毎年、「未体験ゾーンの映画たち」の企画上映で上映され、時置かずにDVDリリースされますね。
あ、デジタル配信もあるので、DVDリリースとはいわないのかも・・・
さて、映画。

デンマーク・コペンハーゲン警察の特捜部Q。
主任の警部補カール(ニコライ・リー・コス)に、同僚のアサド(ファレス・ファレス)が他部署への異動が決まっている旨を話すが、カールはあまり関心の無い様子。
そんなある日、アパートの一室の壁を壊す作業員が発見したのは、ミイラ化した3体の遺体。
椅子は4つあるものの、最後の1つは空席のまま。
一方、ひとりの娘が望まぬ妊娠をしてある医師のもとを訪れていた・・・

といったところから始まる物語。

で、映画公式HPのあらすじには

コペンハーゲン警察にて過去の未解決事件を扱う捜査班、特捜部Q。
1980年代ナイトクラブのマダム失踪事件に目を付けたカール警部補らQは、捜査に取り掛かる。
事件発生当時、ほぼ同時に5人もの行方不明者が出ていた。
捜査を進めるうちに、ある壮絶な過去を持つ老女と新進政党の関係者が浮かび上がるが・・・

などと書かれており、もうまるで「えええええええ」というぐらい違う。
たぶん、このあらすじは原作のとば口で、映画を観る前に配給会社によって書かれたものだろう。

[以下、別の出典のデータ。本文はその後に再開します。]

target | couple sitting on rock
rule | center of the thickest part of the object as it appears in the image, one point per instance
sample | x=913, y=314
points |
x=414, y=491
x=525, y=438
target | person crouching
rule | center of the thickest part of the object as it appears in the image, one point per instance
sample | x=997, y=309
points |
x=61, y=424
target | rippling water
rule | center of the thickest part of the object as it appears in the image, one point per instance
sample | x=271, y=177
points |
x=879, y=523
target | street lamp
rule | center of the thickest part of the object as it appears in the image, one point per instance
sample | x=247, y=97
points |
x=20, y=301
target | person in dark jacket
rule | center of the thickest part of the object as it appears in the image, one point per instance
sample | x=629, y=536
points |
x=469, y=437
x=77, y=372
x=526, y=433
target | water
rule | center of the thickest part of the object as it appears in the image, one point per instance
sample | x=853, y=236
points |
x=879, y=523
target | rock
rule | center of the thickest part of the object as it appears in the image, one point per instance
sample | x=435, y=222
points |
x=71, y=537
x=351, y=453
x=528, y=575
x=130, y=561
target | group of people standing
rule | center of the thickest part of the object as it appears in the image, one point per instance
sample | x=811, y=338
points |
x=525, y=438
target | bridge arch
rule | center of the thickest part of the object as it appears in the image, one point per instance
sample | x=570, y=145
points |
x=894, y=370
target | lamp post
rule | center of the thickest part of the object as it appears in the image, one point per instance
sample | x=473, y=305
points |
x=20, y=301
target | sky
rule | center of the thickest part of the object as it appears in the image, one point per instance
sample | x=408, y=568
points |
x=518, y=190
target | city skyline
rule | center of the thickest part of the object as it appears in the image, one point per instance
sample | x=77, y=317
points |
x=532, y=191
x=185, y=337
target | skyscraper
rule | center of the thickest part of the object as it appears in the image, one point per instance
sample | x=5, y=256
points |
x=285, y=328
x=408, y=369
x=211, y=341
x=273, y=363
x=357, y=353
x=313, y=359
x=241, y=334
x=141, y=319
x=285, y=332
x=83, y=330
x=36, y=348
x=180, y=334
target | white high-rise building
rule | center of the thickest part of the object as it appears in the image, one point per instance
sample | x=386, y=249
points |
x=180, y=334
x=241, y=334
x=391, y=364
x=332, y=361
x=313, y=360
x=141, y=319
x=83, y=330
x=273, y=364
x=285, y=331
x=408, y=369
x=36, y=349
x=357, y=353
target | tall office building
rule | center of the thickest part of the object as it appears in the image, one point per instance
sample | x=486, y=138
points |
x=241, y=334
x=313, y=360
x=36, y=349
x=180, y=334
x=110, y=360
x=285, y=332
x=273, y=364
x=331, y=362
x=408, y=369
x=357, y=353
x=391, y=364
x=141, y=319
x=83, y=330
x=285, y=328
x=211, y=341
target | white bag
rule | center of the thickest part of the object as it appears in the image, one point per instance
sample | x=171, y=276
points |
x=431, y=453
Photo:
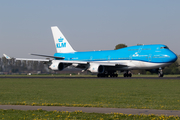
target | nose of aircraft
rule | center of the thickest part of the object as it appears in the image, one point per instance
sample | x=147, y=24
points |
x=173, y=57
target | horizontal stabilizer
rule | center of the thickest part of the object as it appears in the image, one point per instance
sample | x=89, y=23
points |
x=48, y=56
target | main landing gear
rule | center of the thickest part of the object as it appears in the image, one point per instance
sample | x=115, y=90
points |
x=128, y=74
x=108, y=74
x=160, y=73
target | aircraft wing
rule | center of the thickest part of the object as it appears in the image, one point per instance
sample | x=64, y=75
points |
x=123, y=64
x=44, y=60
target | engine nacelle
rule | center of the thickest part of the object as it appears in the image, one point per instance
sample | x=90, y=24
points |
x=96, y=68
x=56, y=65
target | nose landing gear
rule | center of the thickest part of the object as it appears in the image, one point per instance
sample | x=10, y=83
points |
x=128, y=74
x=160, y=73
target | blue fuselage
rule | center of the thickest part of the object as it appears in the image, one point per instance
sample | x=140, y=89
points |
x=147, y=53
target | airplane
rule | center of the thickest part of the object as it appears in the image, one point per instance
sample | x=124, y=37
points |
x=106, y=63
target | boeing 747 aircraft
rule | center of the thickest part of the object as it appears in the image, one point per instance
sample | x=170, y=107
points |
x=106, y=63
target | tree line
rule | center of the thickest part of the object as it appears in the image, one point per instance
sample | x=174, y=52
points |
x=13, y=66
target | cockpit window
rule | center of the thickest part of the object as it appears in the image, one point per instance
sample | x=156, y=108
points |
x=164, y=47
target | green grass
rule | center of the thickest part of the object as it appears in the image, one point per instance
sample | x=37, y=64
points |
x=51, y=115
x=73, y=75
x=113, y=93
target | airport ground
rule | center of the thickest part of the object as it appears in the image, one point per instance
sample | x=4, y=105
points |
x=134, y=93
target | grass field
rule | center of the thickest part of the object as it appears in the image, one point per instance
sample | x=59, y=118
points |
x=114, y=93
x=74, y=75
x=51, y=115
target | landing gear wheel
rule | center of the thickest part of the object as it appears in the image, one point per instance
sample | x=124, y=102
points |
x=160, y=74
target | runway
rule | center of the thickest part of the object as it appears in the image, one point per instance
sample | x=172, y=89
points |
x=71, y=77
x=94, y=110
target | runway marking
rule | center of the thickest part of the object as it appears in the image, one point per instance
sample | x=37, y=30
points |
x=95, y=110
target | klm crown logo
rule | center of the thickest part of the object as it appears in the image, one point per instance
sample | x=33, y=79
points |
x=61, y=44
x=60, y=39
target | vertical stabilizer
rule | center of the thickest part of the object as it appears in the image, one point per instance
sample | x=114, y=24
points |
x=61, y=44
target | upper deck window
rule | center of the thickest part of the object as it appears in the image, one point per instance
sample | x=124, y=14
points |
x=164, y=47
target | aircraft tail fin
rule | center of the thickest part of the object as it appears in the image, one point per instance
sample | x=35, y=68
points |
x=61, y=43
x=7, y=57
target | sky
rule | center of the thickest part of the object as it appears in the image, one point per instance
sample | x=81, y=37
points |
x=87, y=24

と、まぁ、のっけから矛先を明後日の方に向けているけれど、映画はかなり面白い。
「かなり」と書いたが、「かなり」かどうかはわからないが。

この現代パートと並行して、60年代はじめを舞台に、愛し合う若い男女の話がカットバックされるが、時間軸もそれほどややこしくない。

で・・・(もう、ここから先はネタバレ)

最終的には、堕胎をめぐる事件として終結するのだが、昨今、日本でも注目が高い「強制堕胎」がテーマになっている。

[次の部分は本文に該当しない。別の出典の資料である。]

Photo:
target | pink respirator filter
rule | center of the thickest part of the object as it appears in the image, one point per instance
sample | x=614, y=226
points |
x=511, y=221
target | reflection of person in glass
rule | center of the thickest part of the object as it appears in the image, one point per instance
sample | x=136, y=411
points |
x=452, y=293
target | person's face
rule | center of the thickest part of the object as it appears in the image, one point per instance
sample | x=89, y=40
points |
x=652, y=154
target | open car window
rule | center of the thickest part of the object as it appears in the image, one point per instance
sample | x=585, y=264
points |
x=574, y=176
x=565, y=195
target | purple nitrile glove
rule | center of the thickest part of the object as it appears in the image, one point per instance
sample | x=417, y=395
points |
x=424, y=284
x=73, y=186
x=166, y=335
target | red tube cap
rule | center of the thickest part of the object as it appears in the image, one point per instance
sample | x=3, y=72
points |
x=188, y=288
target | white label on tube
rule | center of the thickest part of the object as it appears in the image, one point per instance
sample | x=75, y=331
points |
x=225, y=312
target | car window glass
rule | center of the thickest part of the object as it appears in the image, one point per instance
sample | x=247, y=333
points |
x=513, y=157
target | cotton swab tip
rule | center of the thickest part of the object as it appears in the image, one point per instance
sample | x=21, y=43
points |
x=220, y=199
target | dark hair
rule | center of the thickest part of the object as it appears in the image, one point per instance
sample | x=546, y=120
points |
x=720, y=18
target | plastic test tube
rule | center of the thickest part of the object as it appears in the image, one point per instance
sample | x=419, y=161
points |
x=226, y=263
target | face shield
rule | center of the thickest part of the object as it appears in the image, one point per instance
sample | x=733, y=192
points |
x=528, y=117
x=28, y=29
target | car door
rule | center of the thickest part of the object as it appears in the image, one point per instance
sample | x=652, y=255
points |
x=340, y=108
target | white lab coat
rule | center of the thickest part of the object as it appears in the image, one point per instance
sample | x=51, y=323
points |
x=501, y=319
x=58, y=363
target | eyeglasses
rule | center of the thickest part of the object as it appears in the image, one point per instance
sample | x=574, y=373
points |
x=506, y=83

欧米では(かつての日本でも、そうだったかもしれないが)、堕胎は社会的テーマであったが、主に堕胎の是非を問うものが多かったように記憶する。
が、今回は、優性云々を理由にした「強制堕胎」であり、優性云々ということだけでも問題であろうが、年月を経た現代では、それが移民問題とリンクするあたりが恐ろしい。
グローバリズムとナショナリズムがぶつかり合った結果とも言えなくないのだが、かなり深刻な社会テーマで活着している。

回を重ねるごとに、スウェーデン・ストックホルムを舞台にした警察小説の白眉「マルティン・ベック」シリーズに近くなってきている。

評価は★★★☆(3つ半)です。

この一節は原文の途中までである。